|Author(s)||Saul Albert, Charlotte Albury, Marc Alexander, Matthew Tobias Harris, Emily Hofstetter, Edward J. B. Holmes, Elizabeth Stokoe|
|Title||The conversational rollercoaster: Conversation analysis and the public science of talk|
|Tag(s)||EMCA, New Scientist Live, conversational rollercoaster, data session, applied conversation analysis, transcription, conversation analysis, Ethnomethodology, public engagement, science exhibits, talkaoke|
How does talk work, and can we engage the public in a dialogue about the scientific study of talk? This article presents a history, critical evaluation and empirical illustration of the public science of talk. We chart the public ethos of conversation analysis that treats talk as an inherently public phenomenon and its transcribed recordings as public data. We examine the inherent contradictions that conversation analysis is simultaneously obscure yet highly cited; it studies an object that people understand intuitively, yet routinely produces counter-intuitive findings about talk.
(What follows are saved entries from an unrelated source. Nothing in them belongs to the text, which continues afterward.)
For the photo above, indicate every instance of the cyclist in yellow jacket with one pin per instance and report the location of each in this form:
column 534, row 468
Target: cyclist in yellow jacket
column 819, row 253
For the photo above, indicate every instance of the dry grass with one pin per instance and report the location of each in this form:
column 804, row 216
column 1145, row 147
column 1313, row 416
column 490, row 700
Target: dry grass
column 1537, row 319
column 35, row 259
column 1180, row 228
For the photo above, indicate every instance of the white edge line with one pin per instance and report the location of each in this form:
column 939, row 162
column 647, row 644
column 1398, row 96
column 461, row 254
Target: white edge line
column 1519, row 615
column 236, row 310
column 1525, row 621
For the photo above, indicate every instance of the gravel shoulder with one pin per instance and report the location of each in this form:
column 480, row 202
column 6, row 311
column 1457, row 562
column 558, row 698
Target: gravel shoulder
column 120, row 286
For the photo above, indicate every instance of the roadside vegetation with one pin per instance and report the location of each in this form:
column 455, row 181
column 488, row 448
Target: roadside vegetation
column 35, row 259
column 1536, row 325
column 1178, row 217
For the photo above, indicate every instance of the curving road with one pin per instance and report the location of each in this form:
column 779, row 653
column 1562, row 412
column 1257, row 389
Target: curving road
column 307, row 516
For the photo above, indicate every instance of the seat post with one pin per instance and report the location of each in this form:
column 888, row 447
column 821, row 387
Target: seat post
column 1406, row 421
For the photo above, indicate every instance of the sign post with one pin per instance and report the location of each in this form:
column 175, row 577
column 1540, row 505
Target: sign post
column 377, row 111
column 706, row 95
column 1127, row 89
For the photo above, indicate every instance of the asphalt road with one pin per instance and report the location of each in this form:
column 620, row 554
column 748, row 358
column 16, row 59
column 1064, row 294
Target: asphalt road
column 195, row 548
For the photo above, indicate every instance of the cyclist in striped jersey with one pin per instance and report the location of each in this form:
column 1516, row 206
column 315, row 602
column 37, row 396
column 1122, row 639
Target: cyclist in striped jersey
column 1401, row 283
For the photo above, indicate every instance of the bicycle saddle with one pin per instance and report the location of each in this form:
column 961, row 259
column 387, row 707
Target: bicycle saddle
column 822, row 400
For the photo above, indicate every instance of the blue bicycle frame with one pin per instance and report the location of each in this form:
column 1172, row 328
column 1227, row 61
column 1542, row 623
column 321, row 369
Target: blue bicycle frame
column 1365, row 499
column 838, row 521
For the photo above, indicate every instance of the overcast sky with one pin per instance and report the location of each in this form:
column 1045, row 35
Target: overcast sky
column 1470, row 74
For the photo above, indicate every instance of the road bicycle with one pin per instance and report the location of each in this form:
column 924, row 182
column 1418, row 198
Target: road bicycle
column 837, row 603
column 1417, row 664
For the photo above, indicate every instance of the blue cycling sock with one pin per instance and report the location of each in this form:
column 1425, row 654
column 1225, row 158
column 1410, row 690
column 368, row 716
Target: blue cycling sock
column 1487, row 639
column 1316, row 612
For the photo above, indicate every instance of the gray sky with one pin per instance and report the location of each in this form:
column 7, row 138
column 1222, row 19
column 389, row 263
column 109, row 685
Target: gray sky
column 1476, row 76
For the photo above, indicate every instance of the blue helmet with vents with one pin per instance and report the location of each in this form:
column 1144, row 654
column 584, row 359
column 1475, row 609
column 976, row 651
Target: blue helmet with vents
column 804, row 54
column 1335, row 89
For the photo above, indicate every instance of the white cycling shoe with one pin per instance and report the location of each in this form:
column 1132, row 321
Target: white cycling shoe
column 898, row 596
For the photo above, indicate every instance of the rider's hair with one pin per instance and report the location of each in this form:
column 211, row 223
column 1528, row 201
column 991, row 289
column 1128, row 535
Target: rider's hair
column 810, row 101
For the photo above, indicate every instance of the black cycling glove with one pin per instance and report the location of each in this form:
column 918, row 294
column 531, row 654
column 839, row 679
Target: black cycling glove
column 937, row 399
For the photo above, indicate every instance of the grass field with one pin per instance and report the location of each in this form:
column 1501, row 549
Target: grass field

We describe a novel methodology for engaging the public in a science exhibition event and show how our ‘conversational rollercoaster’ used live recording, transcription and public-led analysis to address the challenge of demonstrating how talk can become an informative object of scientific research. We conclude by encouraging researchers not only to engage in a public dialogue but also to find ways to actively engage people in taking a scientific approach to talk as a pervasive, structural feature of their everyday lives.